Discordamos desta conclusão, e sabemos que não somos as únicas a afirmar que construir um empreendimento turístico literalmente em cima da duna tem alta probabilidade de alterar o sistema ecológico dunar e, como tal, viola as regras especificas do POOC. Mas falta ainda ser elaborado um parecer científico a expor e reconhecer a situação de risco costeiro actual e previsível das UNOP 7 e 8. Este risco já é conhecido e, juntamente com a destruição de ecossistema com direito a proteção, não deveria haver justificação para urbanizar um sistema dunar.
Assim, queremos trazer ao de cima o problema da incapacidade ou reluntância da comunidade científica em envolver-se – não nas consultas públicas que normalmente antecedem estes projectos, mas no que se segue. Parece que tudo termina com a participação na consulta pública, mesmo que o projecto venha a ser aprovado contra tudo o que deveria ser respeitado por argumentos ecológicos, geofísicos, de dinâmica costeira ou até de bom senso. Mais do que um lamento, esta nota é um apelo a um maior envolvimento nas decisões de ordenamento do território, absolutamente necessário em lutas como a nossa que têm como objectivo a defesa dos ecossistemas e seus habitantes.
O FUTURO
Está uma construção em curso e com baixa probabilidade de poder ser parada – é sempre muito difícil contrariar este tipo de projectos. No entanto, encontramos constantemente ilegalidades, e o território não deixa de ser destruído, pelo que a única conclusão a que podemos e devemos chegar é que devemos continuar a lutar.

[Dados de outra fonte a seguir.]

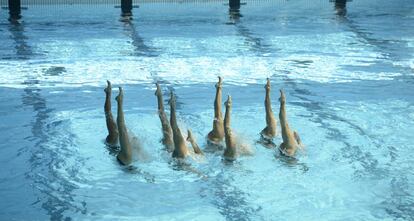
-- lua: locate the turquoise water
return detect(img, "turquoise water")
[0,0,414,220]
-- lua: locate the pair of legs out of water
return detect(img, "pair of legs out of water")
[104,77,301,165]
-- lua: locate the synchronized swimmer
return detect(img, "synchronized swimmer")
[104,77,304,165]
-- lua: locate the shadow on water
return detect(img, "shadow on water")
[9,21,85,220]
[331,3,414,219]
[122,20,158,57]
[2,20,33,60]
[334,0,414,75]
[226,9,276,56]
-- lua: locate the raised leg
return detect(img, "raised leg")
[207,77,224,143]
[170,92,188,158]
[260,78,277,140]
[187,129,204,155]
[223,95,237,160]
[279,90,298,156]
[104,81,118,146]
[155,83,174,152]
[115,87,132,165]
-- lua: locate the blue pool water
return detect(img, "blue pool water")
[0,0,414,220]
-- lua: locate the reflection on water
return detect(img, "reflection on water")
[0,0,414,220]
[122,20,157,57]
[7,21,33,59]
[226,9,277,56]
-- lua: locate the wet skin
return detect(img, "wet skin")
[115,87,132,165]
[155,83,174,152]
[104,81,118,146]
[207,77,224,144]
[223,95,237,161]
[260,78,277,140]
[170,92,189,158]
[279,90,301,157]
[187,129,204,155]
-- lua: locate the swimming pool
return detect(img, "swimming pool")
[0,0,414,220]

Assim, continuaremos a exigir responsabilização às entidades oficiais, que devem sempre zelar para que as condicionantes do projecto sejam cumpridas. Fá-lo-emos junto dos tribunais nacionais para ver feita alguma justiça, e também junto da União Europeia, uma vez que este projecto representa uma violação claríssima do direito europeu. Estamos agora no processo de enviar requerimentos a várias entidades com pedidos de esclarecimento sobre o modo como estão ou não a ser cumpridas algumas das condicionantes da fase de construção das infraestruturas.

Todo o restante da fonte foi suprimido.